このような場合、親はどうするべきか正直悩みました。

須藤さんの事情は充分に理解しているつもりです。もちろん我が家にも事情がある。

息子には思いを遂げさせてやりたい、けれどそれは難しい状況です。

折り合いをつけるにはどうしたらよいか……答えはひとつ……

どちらかが折れるしかありませんね」



そこまで話して、ふぅ……と息を吐いた父をみなが見つめている。

この先、何を言おうとしているのか、固唾を呑んで見守った。



「いや、折れるという言い方は適切ではないのかもしれません。

どちらかが引けばいいのだとの結論にたどり着きました。

須藤さんが無理ならば、私どもが引けばいいのです。実に簡単ではありませんか」


「簡単ですか……それはどのような」


「宗一郎が近衛の家から出ればいいだけのことです」


「近衛さん、なんとおっしゃいましたか」



驚いて父へ問いかけた須藤社長の顔は、信じられない言葉を聞いたような表情で、実際そうなのだが、確かめずにはいられなかったのだろう。

私など父の言葉の意味を理解するまでに、いくらかの時間を要した。

私が家を出る、すなわち、須藤の籍に入るということだ。

その発想はなく、自分側から動くことは想定外だった。



「本当ですか?」


「はい」


「よろしいのですか」


「私は良策だと思いますが」



父親二人のやり取りを聞きながら、徐々に頭の中が整理されてきた。

近衛には、私のほかに潤一郎がいる。

家の名前が消えることはないのだから、確かに良策かもしれない。

驚きが納得に変わり、父の大胆な提案に感動すらしてきた。

近衛の籍を抜けることに抵抗がないとは言えないが、ほかに方法がないのなら受け入れるだけだ。

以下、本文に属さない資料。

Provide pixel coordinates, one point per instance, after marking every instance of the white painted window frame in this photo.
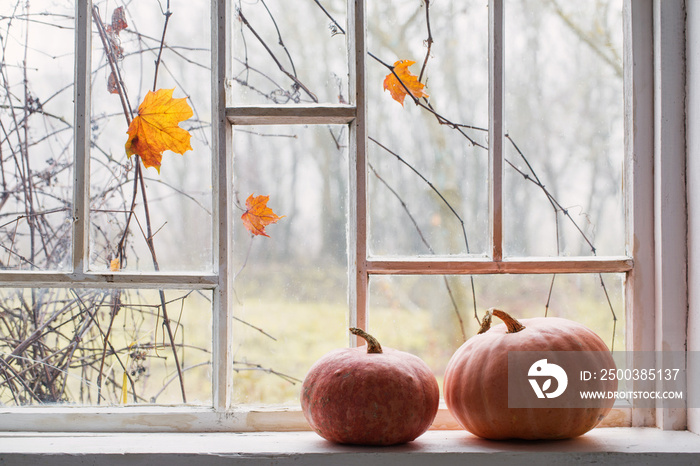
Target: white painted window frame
(655, 290)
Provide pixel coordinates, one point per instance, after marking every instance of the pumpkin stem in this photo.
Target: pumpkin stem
(373, 345)
(511, 323)
(485, 323)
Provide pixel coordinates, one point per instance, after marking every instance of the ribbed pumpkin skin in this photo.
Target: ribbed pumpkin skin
(476, 382)
(350, 396)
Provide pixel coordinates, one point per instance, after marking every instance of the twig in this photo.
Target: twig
(277, 62)
(428, 41)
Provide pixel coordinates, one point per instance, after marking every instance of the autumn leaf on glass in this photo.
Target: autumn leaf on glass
(156, 128)
(258, 215)
(410, 81)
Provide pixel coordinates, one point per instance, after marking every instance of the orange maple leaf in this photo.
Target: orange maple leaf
(258, 215)
(156, 129)
(398, 91)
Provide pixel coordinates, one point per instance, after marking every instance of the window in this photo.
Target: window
(407, 221)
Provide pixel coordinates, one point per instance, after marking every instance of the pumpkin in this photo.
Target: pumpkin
(476, 379)
(369, 395)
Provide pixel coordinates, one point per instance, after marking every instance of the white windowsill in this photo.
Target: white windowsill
(602, 445)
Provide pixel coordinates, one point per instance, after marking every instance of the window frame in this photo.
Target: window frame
(655, 231)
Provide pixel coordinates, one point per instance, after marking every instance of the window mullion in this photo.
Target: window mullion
(222, 201)
(357, 211)
(496, 86)
(81, 172)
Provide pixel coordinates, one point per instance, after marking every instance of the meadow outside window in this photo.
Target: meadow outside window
(132, 286)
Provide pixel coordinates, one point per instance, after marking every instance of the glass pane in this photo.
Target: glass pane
(291, 287)
(564, 112)
(428, 179)
(96, 347)
(130, 203)
(36, 134)
(289, 52)
(430, 316)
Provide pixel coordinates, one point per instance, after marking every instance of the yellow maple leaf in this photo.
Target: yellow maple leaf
(409, 80)
(258, 215)
(156, 128)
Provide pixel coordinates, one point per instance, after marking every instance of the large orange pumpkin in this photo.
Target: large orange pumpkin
(476, 379)
(369, 395)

なにより両親がそれでいいと言ってくれているのだから、私に反対する理由はない。

しかしこれは本当なのか、父が考えた駆け引きではないのかとの疑いが残る。



「近衛さんからそのような申し出をいただけるとは、思ってもおりませんでしたので、なんと言いますか……

宗一郎君は長男ですが、本当によろしいのですか」


「宗一郎は私の跡を継ぐことになっております。それさえ叶えば、私どもに問題はありません」



きっぱりと言い切った父の声に迷いはなかった。